The Value of Branding in Education

by Eric Sheninger, Principal at New Milford High School located in Bergen County, NJ.

The following is a guest blog post that I did for Trish Rubin's EdVentures in a New York MINUTE. Trish wanted to know my thoughts on whether or not branding has a place in education. Below is the entire blog post with Trish Rubin's comments italicized:

Several months ago, I posted an article about a New Jersey principal named Eric Sheninger whom I had seen on the CBS news conducting the business of "BRAND ed" in his school by introducing social media to his History curriculum. I've followed him through the social media, and learned so much from watching him in that element. I asked him to be a guest blogger today on the topic of Branding as a strategy for educational leaders to improve culture and student performance. I will meet with Eric next week to see his school, meet him in person and continue the Brand Conversation as I develop my book. With thanks to this dynamic leader, here's Eric's response to a few initial questions I posed regarding his understanding of branding.

What Does "Brand" Mean to you?

To me a brand promises value through the evolution of a unique identity that relates to a specific audience or stakeholder group. Value can be defined in many ways. Some brands promise durability, health, style, safety, taste, convenience, or savings. Brands are designed to stand out and ultimately influence the consumer in a fashion that builds trust in the product. Sustaining a sense of trust is an integral component of a brands ability to promise value.

(I like that and see the key words as TRUST/PROMISE to be as important in schools as they are to business!)

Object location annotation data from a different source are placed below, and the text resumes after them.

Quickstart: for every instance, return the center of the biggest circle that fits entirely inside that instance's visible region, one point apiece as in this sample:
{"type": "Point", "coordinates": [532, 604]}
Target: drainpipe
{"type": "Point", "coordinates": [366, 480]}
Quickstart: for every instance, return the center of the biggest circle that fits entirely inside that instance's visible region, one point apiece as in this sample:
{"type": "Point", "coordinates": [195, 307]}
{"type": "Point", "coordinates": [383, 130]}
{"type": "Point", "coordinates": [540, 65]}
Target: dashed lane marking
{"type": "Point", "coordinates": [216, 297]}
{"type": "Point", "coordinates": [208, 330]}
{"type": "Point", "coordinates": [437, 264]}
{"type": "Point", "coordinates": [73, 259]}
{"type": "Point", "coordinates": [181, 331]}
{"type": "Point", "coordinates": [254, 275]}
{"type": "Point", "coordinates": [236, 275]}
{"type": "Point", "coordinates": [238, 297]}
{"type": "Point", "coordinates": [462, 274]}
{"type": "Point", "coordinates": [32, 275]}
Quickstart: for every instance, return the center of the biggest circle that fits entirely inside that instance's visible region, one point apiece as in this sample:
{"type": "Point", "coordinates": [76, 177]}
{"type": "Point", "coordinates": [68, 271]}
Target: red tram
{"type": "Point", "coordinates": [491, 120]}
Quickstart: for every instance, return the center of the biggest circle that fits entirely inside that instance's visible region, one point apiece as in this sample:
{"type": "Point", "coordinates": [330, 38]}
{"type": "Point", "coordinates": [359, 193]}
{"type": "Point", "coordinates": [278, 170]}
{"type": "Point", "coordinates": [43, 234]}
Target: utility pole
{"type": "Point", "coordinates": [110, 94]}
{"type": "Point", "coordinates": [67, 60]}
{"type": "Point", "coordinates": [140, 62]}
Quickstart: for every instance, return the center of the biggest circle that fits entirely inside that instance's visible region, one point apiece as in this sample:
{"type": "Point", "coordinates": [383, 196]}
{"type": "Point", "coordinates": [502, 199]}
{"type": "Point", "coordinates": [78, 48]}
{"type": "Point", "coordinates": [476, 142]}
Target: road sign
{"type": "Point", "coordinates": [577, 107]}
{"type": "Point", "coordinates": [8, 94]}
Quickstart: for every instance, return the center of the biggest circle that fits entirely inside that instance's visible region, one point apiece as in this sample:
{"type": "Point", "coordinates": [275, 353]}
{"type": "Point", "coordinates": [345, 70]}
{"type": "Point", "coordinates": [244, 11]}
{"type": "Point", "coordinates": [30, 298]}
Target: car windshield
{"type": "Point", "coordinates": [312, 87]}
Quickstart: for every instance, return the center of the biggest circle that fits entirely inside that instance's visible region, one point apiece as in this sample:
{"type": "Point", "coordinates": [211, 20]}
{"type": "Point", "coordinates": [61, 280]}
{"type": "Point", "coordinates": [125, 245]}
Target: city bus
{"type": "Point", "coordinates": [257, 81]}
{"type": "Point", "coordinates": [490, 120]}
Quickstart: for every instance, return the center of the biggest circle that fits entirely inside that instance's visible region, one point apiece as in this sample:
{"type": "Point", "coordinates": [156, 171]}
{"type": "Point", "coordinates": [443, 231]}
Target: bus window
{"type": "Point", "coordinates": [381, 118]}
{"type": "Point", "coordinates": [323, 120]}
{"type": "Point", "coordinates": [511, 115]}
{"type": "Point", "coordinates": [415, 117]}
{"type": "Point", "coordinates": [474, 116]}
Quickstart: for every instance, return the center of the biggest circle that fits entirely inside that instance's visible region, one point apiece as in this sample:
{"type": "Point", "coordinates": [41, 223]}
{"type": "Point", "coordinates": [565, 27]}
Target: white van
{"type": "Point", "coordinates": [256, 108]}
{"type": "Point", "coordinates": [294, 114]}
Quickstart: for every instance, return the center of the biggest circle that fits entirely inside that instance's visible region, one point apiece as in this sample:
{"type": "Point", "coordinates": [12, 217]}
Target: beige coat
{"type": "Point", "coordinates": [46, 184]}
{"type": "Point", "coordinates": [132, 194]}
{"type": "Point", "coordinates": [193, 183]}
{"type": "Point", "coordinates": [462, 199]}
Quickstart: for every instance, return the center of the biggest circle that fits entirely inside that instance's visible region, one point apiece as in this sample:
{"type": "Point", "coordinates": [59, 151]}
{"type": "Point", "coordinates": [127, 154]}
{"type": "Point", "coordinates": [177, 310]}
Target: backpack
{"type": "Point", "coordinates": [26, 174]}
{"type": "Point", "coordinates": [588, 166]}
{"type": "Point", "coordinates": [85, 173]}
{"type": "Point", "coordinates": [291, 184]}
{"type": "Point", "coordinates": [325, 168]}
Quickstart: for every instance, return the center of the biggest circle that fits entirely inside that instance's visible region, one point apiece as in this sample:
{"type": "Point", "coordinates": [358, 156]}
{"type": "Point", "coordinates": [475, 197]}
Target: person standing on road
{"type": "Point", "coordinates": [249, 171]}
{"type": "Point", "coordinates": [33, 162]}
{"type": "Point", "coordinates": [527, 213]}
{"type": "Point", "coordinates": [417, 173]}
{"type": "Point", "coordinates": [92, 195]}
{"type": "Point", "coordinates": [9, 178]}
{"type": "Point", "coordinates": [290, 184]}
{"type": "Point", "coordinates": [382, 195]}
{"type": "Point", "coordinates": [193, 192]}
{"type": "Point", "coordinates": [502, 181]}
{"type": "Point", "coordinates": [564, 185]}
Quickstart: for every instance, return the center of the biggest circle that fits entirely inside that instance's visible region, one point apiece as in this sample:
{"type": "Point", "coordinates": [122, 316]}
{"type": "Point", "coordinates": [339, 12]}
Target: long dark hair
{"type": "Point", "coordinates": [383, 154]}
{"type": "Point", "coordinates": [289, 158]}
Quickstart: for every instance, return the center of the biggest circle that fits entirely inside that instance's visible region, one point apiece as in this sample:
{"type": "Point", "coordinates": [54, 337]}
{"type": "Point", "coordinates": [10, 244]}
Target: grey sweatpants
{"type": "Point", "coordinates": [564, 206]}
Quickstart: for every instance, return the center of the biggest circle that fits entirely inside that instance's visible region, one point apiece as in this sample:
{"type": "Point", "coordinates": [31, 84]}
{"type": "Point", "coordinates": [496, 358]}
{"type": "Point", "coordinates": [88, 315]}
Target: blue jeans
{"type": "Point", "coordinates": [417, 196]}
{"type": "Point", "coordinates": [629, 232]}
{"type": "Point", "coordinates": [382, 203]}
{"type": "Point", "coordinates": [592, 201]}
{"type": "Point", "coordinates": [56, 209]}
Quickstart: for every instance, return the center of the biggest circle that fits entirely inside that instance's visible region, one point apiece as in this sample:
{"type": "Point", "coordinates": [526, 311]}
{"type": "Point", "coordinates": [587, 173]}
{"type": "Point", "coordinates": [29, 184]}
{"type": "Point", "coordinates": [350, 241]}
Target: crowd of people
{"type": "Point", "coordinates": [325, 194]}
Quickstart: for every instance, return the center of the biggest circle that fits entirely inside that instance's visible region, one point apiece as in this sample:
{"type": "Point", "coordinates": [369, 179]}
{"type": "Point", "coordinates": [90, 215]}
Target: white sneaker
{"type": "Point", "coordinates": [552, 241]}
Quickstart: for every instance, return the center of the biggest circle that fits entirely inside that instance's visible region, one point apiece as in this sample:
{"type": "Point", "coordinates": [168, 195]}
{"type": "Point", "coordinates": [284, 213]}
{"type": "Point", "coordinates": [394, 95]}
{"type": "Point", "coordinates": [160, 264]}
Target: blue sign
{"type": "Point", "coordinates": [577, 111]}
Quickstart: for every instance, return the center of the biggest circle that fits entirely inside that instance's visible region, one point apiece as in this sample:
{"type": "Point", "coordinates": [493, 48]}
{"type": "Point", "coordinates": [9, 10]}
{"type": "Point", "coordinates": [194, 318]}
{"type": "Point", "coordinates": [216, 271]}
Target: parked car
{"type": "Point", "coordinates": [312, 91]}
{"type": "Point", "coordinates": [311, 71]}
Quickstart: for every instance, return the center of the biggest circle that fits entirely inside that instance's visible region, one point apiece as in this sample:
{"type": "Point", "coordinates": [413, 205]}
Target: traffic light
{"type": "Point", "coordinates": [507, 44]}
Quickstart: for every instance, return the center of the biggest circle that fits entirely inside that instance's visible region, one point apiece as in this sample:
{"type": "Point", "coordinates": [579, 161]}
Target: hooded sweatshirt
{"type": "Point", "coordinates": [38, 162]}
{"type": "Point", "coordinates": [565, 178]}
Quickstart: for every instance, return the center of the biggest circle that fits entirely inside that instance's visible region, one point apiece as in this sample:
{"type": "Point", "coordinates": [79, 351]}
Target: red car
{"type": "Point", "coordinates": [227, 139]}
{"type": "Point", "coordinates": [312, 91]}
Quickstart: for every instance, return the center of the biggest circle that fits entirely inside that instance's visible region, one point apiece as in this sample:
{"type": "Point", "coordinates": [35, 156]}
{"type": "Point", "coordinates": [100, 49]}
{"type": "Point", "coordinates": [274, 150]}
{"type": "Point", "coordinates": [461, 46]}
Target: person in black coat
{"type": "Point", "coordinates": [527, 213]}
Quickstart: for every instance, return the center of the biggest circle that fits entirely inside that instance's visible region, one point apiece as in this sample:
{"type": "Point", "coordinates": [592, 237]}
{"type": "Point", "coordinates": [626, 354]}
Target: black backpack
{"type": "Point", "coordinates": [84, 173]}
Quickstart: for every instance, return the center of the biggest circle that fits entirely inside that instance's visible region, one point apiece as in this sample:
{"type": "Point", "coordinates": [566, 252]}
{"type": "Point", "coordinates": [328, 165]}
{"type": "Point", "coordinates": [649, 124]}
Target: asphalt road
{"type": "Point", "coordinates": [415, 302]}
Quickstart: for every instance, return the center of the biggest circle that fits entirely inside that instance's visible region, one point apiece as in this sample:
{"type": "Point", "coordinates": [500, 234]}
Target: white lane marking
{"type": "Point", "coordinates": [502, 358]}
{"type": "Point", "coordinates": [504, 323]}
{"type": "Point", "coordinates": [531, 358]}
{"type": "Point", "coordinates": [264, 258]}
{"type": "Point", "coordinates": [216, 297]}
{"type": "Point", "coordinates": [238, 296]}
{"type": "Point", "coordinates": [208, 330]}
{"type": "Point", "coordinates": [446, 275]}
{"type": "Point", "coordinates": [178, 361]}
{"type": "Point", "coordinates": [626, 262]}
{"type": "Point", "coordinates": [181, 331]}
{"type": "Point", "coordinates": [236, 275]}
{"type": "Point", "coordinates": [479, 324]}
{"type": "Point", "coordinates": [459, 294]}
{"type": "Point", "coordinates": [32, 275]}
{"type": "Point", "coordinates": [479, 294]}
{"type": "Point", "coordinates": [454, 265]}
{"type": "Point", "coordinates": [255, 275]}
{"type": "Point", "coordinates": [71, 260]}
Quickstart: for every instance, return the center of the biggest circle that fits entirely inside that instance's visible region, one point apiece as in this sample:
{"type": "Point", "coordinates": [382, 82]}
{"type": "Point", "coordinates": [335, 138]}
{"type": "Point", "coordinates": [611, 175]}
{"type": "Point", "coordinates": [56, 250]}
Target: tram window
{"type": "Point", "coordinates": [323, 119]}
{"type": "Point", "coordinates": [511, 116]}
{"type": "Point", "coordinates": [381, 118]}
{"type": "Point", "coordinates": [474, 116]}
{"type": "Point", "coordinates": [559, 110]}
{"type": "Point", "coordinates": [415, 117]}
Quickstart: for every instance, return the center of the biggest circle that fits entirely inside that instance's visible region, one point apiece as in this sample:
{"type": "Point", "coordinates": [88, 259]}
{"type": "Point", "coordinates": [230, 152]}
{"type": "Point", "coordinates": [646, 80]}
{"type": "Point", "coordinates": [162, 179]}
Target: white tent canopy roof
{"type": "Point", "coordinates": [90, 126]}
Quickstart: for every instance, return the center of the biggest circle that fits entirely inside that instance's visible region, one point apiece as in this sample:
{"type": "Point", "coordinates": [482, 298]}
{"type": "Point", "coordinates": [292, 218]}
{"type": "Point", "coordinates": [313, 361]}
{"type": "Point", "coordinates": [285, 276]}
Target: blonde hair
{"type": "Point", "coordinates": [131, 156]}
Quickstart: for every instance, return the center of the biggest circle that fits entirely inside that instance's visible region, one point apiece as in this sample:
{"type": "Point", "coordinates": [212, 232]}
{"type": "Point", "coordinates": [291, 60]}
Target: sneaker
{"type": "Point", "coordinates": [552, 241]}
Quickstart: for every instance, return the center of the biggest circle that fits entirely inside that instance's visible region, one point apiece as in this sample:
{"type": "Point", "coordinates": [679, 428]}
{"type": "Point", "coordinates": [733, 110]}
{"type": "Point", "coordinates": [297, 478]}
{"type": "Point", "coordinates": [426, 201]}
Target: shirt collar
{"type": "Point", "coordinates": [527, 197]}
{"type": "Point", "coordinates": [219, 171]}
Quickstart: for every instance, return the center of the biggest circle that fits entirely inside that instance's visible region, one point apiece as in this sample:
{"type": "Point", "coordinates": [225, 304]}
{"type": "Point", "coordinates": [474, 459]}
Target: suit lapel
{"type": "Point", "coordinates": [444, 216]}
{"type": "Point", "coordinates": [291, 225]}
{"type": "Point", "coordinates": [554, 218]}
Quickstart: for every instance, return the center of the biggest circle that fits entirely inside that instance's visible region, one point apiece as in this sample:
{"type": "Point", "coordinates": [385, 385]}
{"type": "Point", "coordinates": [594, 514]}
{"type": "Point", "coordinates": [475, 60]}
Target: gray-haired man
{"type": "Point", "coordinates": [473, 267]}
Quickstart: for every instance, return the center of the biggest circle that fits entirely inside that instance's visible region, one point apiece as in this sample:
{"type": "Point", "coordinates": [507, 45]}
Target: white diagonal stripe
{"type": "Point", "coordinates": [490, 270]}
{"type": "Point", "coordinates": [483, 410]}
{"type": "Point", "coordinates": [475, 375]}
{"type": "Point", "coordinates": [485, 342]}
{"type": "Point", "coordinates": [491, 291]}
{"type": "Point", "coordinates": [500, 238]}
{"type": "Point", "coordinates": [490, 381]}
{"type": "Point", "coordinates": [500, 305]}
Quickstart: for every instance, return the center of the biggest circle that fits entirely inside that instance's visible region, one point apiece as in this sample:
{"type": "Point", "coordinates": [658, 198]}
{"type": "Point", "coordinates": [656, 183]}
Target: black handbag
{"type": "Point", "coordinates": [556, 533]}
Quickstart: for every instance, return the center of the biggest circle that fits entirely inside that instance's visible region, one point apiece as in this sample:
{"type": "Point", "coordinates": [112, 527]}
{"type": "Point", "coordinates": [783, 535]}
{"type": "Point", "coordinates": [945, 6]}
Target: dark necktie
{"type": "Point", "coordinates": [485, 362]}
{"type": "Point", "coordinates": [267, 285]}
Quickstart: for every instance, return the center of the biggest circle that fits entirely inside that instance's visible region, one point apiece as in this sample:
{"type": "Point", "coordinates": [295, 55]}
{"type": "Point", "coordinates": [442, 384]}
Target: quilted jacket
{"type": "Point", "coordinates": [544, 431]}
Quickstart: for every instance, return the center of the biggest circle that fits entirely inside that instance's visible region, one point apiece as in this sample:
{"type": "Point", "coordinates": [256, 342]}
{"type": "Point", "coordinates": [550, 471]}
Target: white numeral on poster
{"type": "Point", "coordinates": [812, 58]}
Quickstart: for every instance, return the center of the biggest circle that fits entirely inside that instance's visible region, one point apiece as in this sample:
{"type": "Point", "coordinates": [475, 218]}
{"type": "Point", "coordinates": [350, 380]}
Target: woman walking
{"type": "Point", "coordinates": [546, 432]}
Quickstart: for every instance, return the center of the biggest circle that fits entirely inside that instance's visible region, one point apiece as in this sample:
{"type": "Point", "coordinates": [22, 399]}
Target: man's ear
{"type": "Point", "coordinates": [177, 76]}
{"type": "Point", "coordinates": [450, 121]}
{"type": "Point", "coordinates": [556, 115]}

How Do you see its Value in Education?

In the field of education schools are considered a brand. They promise value to residents of the district in terms of academic preparation to succeed in society. Many families will chose to reside in a specific district if the schools have a track record of academic success. Specific variables that are ultimately embedded into an educational institutions brand are state test scores, curriculum, teacher/administrator quality, number of AP courses, college acceptances, and extracurricular activities. By establishing a school’s identity or brand, leaders and other stakeholders can develop a strategic awareness of how to continually improve pedagogical and management practices that promise, as well as deliver, a quality education to all students. As a high school principal I feel that it is my responsibility to continually develop and enhance my school’s brand through innovation, risk-taking, building of relationships (students, teachers, parents, community stakeholders, institutions of higher education, businesses/corporations, etc.) and a commitment to the community. In my opinion this vision can assist all educators in establishing a brand for their respective schools that not only promises, but delivers value to residents of the district.

(Nice! This response speaks to starting the conversation, to introducing the concept, and sharing the language and processes that will put BRANDING in the center of a school reform plan!)

Do you have a Personal Brand?

I think everyone has a personal brand, but either does not realize or take it seriously. What you do in your professional and personal life does have an impact on how you are perceived and if you can be trusted. As a principal, I feel that my personal brand should reflect my commitment to the academic success and social/emotional well-being of the students of New Milford High School. It is equally important the my “brand” reflects to my staff a determination to cultivate positive relationships. It should resonate with them idealistic principles such as support, modeling, listening, innovation, shared decision making, consensus, risk-taking, and life-long learning. I do my best to lead my example and sustain a personal brand connected to these principles. For more on this please see my latest blog post entitled “Innovation Through Effective Leadership” on The Educator's Royal Treatment. Communication is extremely important in establishing one’s personal brand and social media has become the premier outlet for packaging and creating an identity. My personal brand from an education standpoint is constantly on display for the world to see. In my opinion, these outlets clearly illustrate my commitment to professional growth, learning, innovation, and student success. Listed below are some of the social media sites I utilize:

Twitter
LinkedIn
The Educator's PLN Ning
ERT Blog

(Great point. Eric knows about using the BRAND concept as a part of management plan. Integrity is part of that, and Communicating that through a personal brand is part of developing as a leader.)

Could Schools use this Brand model?

Schools can definitely use this brand model in order to focus efforts that continually address ways to improve teacher quality, curriculum, instructional practices, facilities, and professional development. All of these factors play a crucial role in increasing student achievement and engagement. The bottom line is that all schools should ultimately be able to promise value in terms of delivering a quality education while adequately preparing students for success in the 21st Century. A brand model can help to achieve this noble goal.